OpenClaw (Formerly Moltbot)
Peter Steinberger (Hacker News):
Two months ago, I hacked together a weekend project. What started as “WhatsApp Relay” now has over 100,000 GitHub stars and drew 2 million visitors in a single week.
Today, I’m excited to announce our new name: OpenClaw.
[…]
I’d like to thank all security folks for their hard work in helping us harden the project. We’ve released machine-checkable security models this week and are continuing to work on additional security improvements. Remember that prompt injection is still an industry-wide unsolved problem, so it’s important to use strong models and to study our security best practices.
See also: Moltbook (Hacker News), CNET, Rui Carmo.
Previously:
Update (2026-02-05): Jake Quist (Hacker News):
If you browse Reddit or HN, you’ll see the same pattern: people are buying Mac Minis specifically to run AI agents with computer use. They’re setting up headless machines whose sole job is to automate their workflows. OpenClaw—the open-source framework that lets you run Claude, GPT-5, or whatever model you want to actually control your computer—has become the killer app for Mac hardware. Not Final Cut. Not Logic. An AI agent that clicks buttons.

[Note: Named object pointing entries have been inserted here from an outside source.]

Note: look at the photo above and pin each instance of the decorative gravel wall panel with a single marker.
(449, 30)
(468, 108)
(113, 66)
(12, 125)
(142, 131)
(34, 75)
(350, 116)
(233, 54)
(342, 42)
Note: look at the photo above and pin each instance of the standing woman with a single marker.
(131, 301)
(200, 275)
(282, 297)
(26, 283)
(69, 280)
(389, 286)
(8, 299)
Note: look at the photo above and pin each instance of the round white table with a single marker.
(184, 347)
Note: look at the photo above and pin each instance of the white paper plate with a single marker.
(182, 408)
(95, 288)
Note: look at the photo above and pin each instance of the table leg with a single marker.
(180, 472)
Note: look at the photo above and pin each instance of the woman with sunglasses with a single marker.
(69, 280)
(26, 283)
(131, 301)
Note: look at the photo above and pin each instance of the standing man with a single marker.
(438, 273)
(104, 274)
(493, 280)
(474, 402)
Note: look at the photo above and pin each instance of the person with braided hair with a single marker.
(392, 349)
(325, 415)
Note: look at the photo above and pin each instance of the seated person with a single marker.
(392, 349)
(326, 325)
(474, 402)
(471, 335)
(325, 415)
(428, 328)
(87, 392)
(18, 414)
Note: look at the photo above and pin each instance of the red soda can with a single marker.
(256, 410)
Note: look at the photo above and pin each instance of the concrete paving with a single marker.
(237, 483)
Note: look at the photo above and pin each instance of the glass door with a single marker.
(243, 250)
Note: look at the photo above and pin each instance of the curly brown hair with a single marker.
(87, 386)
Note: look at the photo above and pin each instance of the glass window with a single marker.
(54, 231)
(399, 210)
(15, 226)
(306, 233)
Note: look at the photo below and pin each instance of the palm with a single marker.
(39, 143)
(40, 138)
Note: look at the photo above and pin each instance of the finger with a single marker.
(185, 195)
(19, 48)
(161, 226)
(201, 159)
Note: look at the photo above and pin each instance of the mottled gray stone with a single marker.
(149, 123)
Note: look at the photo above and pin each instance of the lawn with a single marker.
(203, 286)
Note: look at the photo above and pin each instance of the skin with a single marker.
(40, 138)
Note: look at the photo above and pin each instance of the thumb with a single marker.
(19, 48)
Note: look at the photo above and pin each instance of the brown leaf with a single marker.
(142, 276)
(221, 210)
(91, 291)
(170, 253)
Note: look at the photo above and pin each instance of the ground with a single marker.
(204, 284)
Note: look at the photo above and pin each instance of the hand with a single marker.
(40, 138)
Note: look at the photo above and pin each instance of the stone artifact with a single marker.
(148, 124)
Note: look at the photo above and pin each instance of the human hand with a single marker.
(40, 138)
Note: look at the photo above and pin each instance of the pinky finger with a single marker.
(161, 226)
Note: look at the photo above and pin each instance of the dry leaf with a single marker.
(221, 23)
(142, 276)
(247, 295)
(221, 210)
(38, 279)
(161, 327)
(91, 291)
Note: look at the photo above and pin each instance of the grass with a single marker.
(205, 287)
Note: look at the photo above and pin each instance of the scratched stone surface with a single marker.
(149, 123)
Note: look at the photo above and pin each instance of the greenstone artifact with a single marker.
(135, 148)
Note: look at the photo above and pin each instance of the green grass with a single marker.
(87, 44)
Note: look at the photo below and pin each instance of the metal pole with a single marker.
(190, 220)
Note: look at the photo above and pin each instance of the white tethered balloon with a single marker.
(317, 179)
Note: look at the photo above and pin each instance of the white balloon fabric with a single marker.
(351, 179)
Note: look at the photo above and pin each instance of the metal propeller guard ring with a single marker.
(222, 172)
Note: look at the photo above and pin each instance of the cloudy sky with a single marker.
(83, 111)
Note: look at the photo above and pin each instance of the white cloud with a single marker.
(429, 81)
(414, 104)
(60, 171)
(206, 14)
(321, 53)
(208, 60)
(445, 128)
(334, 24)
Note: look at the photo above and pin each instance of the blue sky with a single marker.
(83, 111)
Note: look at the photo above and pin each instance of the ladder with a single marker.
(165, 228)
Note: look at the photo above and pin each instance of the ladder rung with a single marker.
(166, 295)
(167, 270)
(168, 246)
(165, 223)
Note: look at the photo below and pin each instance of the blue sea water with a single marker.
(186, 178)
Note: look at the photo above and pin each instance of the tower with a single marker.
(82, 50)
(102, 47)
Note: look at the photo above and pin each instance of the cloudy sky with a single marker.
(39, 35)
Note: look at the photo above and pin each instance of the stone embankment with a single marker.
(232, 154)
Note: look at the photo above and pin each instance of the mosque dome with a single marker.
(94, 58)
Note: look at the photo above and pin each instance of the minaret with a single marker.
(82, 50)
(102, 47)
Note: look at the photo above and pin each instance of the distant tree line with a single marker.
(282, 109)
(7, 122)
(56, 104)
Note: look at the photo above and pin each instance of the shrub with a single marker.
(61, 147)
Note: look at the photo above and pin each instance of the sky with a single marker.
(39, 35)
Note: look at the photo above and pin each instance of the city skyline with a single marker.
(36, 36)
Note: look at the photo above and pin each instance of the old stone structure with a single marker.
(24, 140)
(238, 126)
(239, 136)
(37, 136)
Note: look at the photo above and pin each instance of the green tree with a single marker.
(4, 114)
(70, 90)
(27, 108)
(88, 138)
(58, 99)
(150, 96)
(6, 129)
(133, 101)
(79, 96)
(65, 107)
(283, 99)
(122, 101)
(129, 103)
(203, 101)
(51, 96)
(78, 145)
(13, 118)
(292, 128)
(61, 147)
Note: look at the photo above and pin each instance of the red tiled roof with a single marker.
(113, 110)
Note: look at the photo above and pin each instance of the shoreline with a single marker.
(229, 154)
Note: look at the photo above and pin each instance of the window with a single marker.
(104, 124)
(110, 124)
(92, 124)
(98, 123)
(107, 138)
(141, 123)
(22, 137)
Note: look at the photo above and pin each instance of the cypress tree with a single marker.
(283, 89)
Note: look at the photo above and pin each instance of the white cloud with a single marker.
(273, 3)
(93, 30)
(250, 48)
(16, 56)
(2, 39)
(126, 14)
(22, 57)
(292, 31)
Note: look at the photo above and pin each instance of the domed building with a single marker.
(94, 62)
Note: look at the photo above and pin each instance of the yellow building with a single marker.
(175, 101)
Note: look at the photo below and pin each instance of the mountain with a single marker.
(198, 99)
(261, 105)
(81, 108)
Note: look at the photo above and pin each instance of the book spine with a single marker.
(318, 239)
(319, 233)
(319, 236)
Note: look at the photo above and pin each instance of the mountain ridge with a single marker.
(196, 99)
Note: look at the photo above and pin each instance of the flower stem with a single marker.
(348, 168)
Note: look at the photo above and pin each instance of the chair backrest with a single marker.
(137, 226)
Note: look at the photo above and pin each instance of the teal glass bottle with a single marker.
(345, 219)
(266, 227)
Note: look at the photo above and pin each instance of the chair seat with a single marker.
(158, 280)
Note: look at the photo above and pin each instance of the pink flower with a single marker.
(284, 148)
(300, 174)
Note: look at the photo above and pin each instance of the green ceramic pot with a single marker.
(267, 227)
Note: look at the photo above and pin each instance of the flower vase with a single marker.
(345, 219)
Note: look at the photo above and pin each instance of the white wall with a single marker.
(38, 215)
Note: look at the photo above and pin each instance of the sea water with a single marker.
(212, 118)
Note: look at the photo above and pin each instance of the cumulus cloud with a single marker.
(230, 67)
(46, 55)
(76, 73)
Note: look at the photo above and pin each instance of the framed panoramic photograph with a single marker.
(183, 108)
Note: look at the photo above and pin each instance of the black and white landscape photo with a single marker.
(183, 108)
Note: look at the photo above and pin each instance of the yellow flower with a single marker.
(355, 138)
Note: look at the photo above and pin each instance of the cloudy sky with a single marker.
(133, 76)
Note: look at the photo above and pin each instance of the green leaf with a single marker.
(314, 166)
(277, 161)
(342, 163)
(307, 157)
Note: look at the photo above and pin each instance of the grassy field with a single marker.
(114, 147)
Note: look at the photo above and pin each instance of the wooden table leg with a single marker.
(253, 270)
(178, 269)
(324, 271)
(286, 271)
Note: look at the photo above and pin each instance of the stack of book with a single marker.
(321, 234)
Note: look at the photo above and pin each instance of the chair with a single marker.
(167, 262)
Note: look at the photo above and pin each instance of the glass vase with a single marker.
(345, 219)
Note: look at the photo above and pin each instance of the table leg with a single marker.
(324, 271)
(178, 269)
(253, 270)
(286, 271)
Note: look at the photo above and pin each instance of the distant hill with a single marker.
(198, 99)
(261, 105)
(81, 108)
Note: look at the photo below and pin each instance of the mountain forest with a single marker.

This is exactly what Apple Intelligence should have been.
[…]
If Apple owned the agent layer, they could have created the most defensible moat in tech. Because an AI agent gets better the more it knows about you. And Apple already has all your data, all your apps, all your devices. They could have built an agent that works across your iPhone, Mac, iPad, and Watch seamlessly—something no one else can do.
More importantly, they could have owned the API. Want your service to work with Apple Agent? You play by Apple’s rules. Suddenly Apple isn’t fighting with platforms—they’re the platform that platforms need to integrate with. It’s the App Store playbook all over again, but for the AI era.
The question is if Apple could have done it in a safer way.